Any community leader will tell you that they find funraising to be one of the greatest challenges in communal leadership. There are simply too many needs, and not enough money to go around. In reality, it's only fair that each person pay his or her fair share. If every member of the community benefits from an institution, shouldn't he be forced to contribute for that benefit? In reality, halachah wholeheartedly agrees, and does compel community members to pay for the needs of the entire kehillah. In America, where we have completely disassociated our secular and religoius needs, no one questions the requirement to pay communal taxes to fund the roads, police and other non-religious functions. But were the community to impose a religious tax on its members (to cover the mikveh, eruv, shuls and the like), what likelihood is there that most community members would actually pay it?

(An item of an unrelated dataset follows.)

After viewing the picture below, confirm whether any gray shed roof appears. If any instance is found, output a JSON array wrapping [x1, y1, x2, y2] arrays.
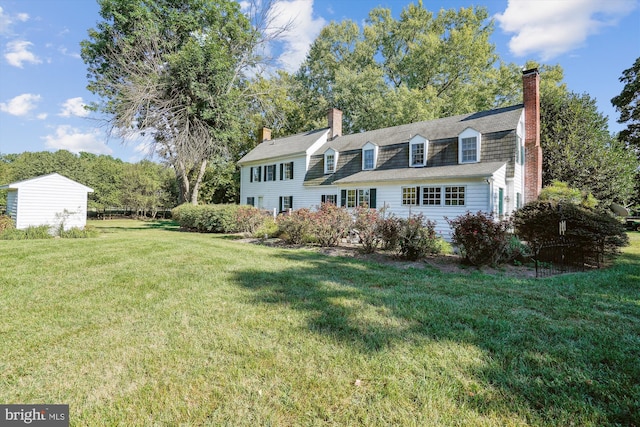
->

This same question arises when God tells Moshe to instruct the Jewish people to bring donations for the construction of the mishkan. Does the Torah require every Jew to pay for the mishkan by imposing a mishkan tax, or does He make the contributions for the mishkan completely voluntary? The Torah sends us decidedly mixed signals. God tells Moshe (25:2):
דַּבֵּר אֶל-בְּנֵי יִשְׂרָאֵל, וְיִקְחוּ-לִי תְּרוּמָה: מֵאֵת כָּל-אִישׁ אֲשֶׁר יִדְּבֶנּוּ לִבּוֹ, תִּקְחוּ אֶת-תְּרוּמָתִי.
'Speak unto the children of Israel, that they take for Me an offering; of every man whose heart maketh him willing ye shall take My offering.'
While the verse at first glance seems straighforward, the language is anything but. First and foremost, while the translation I provided translates the word "terumah" as offering (implying a voluntary gift), in another context in the Torah, Terumah refers to the mandatory gift that each person must give to the Kohen from his produce. That gift is anything but volutary: God considers consumption of produce before the separation of Terumah to be a grave, terrible sin.
In addition, the verb used by the Torah seems contradictory. If a person makes a voluntary donation, we would usually say that he "gave" the gift. It would seem strange to say that he "takes" the gift. But that's precisely what the Torah says: "You shall take for me Terumah." If it's a gift, why doesn't the Torah tell us that we should "give Terumah." Taking implies coersion and obligation -- a tax, and not a gift.
Thus, we're left with an internal contradiction: what does God want from the people? Does He want them to contribute voluntarily, of their own free will, or does He require them to pay a tax to fund the needed construction that would benefit the entire community?
That's a great question to discuss around the Shabbos table.